Mayor of East Orange, New Jersey
- In office 1998–2014
- Preceded by: Cardell Cooper
- Succeeded by: Lester E. Taylor III

Personal details
- Born: December 13, 1935 East Orange, New Jersey
- Died: April 2, 2022 (aged 86) Pasadena, Maryland
- Education: East Orange High School Newark College of Engineering

= Robert Bowser =

American politician

Robert Louis Bowser (December 13, 1935 – April 2, 2022) was an American city planner, traffic engineer and 12th mayor of East Orange, New Jersey, a position he held from 1998 to 2014. He was the first 3-term African American Mayor of East Orange, New Jersey and is the longest-serving African American mayor of that city.

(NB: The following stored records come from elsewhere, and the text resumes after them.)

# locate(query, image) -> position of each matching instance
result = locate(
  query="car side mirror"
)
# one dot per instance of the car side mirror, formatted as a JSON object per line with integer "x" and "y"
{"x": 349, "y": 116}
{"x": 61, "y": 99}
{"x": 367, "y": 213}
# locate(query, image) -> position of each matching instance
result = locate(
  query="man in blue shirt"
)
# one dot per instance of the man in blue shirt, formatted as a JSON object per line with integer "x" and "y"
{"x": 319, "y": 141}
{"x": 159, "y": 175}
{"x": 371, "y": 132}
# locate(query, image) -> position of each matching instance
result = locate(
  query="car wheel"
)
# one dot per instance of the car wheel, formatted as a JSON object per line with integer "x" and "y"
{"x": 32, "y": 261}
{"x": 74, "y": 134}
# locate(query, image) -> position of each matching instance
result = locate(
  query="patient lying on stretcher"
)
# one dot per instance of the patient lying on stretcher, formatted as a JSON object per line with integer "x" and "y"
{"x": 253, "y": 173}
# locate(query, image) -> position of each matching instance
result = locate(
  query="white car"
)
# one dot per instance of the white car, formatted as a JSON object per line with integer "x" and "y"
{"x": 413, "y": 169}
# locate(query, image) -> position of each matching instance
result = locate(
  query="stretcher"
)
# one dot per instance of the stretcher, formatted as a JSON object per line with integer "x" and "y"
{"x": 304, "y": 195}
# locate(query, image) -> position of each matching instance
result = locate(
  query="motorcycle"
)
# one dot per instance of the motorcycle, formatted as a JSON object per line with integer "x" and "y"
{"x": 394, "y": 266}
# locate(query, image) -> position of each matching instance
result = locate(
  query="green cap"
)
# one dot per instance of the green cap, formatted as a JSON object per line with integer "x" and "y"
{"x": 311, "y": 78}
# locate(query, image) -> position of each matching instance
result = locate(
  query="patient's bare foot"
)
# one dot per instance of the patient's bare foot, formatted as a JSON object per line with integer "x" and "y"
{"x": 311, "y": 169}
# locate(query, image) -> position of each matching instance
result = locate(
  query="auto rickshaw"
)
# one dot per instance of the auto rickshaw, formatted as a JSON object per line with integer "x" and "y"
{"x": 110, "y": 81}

== Early life, family, and education ==
The Bowser family had a presence as one of the oldest African American families in East Orange, dating to the 1890s. Robert Bowser was born on 13 December 1935, the youngest of four sons to Edward Bowser Sr. and Louise Pateman. Robert's brother, Edward Bowser Jr., was a prominent architect who was the first African American to work with French Modernist architect Le Corbusier.

Bowser was a graduate of East Orange High School. Bowser then earned a Bachelor of Science Degree in Civil Engineering from Newark College of Engineering, which is now NJIT.

==Career==
Bowser began his career as a principal city planner for the Newark Central Planning Board and as a traffic engineer for the Township of Montclair. He founded and led Bowser Engineers and Associates, an East Orange-based engineering, planning, surveying, and architectural design firm that grew into one of the largest minority-owned consulting firms on the East Coast. He later served as director of the East Orange Department of Public Works and (acting) city planner, and worked as a school district principal engineer in the Newark Board of Education's Design and Construction Department.

=== Mayor of East Orange ===
Bowser won the 1997 Democratic primary for mayor by 52 votes over (future Lieutenant Governor of NJ) Sheila Oliver, and took office in 1998. He was re-elected in 2002, 2006, and 2010, but lost the 2013 Democratic primary to Lester E. Taylor III, who succeeded him in 2014.

During sixteen years in office, Bowser's administration emphasized restoring fiscal stability, reducing violent crime, and strengthening public education; efforts widely considered successful by local officials and community organizations. He also engaged regionally and nationally through the New Jersey State League of Municipalities (serving on its executive board and committees), the New Jersey Urban Mayors Association, and the National Conference of Black Mayors, where he held leadership roles.